Ever since Taco wrote a post mentioning his first time having pimento cheese I have been craving it. (I’m still astonished that a place so famed for its dairy products that fans of a local sports team call themselves cheeseheads doesn’t have pimento cheese. It’s basically chicken salad with the meat replaced with cheese.)

Sunday I asked Mother Dearest to help me make a batch of pimento (or “puh-minna” if you want to sound like a local) cheese, and it turned out awesome. You may notice that the measurements aren’t very exact for some ingredients, this is because MD’s recipe is more like a guideline than anything else – as she puts it “I don’t have a recipe, but I know how to make it” – which is the mark of a good cook but sucks for the person (me) trying to write down the recipe. I suggest starting at the lower end and add a bit more at the time until you reach the desired results. (Another gem from MD – “You can’t take it out!”)

The cream cheese and garlic are my own additions to her non-recipe, they make for a creamier and tastier spread but can be omitted if desired.

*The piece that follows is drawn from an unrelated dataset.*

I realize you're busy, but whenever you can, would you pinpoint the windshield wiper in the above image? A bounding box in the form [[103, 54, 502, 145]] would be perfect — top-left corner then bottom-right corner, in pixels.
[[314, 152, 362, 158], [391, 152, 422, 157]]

  • 8 oz extra-sharp cheddar cheese, grated
  • 2-3 oz cream or neufchâtel cheese (optional)
  • 1/3 -1/2 C diced pimentos, drained (approx.)
  • 1/2-3/4 C  salad dressing or mayonnaise
  • 1/2 – 1 tsp garlic paste (optional)

Soften the cream cheese and drain the pimentos.

If “drain your peppers” isn’t a euphemism, it should be.

While your cheese is softening and the peppers are draining, grate the Cheddar cheese. This will be the most labor-intensive portion of the recipe – it’s right on-par with Rice Krispie treats in terms of difficulty.

Fun fact – this grater belonged to my grandmother. I kinda wish it was haunted so I wouldn’t have to grate things myself.

Now, through the magic of the Internet – tiny bits of cheese!

It is quite a splendorous sight.

Now that you’ve done the hard part, mix everything together. I suggest adding the garlic, pimentos, and cream cheese together first and then add the grated cheese a bit at the time.

Cream cheese and pimentos, looking oddly like the top of a sundae that no one would eat.

I initially added about half a cup of salad dressing but once it was mixed it didn’t “feel” right when it was stirred – was a bit too thick. Another quarter cup got it just right. This is mainly a choice of personal preference; you want it thick enough to hold together but thin enough to spread easily.

Mostly mixed up at this point, just need to add the extra salad dressing.

Once you have it mixed up to your specifications, cover the bowl and place it in the fridge for several hours or overnight to let the flavors blend. Like a good chili, pimento cheese is better the next day.

Finding room in the fridge for this big bowl was like playing culinary Tetris.

After sitting (and sandwich-making.)

Traditionally pimento cheese is served as a sandwich, but it’s also good on crackers.

Or better yet, both.

The best way, in my opinion, to enjoy this delectable delight is grilled. As evidence, allow me to submit this hipster-esque close up of a grilled pimento cheese sandwich. 

If you are at work, please refrain from licking your monitor.

It’s also quite good slathered on English muffins and popped in the toaster over to broil for a bit. (250 for ten minutes.) 

The true breakfast of champions.

I have a coirker who I’ve seen eating pimento cheese on slices of apple, I haven’t tried it yet but it sounds yummy.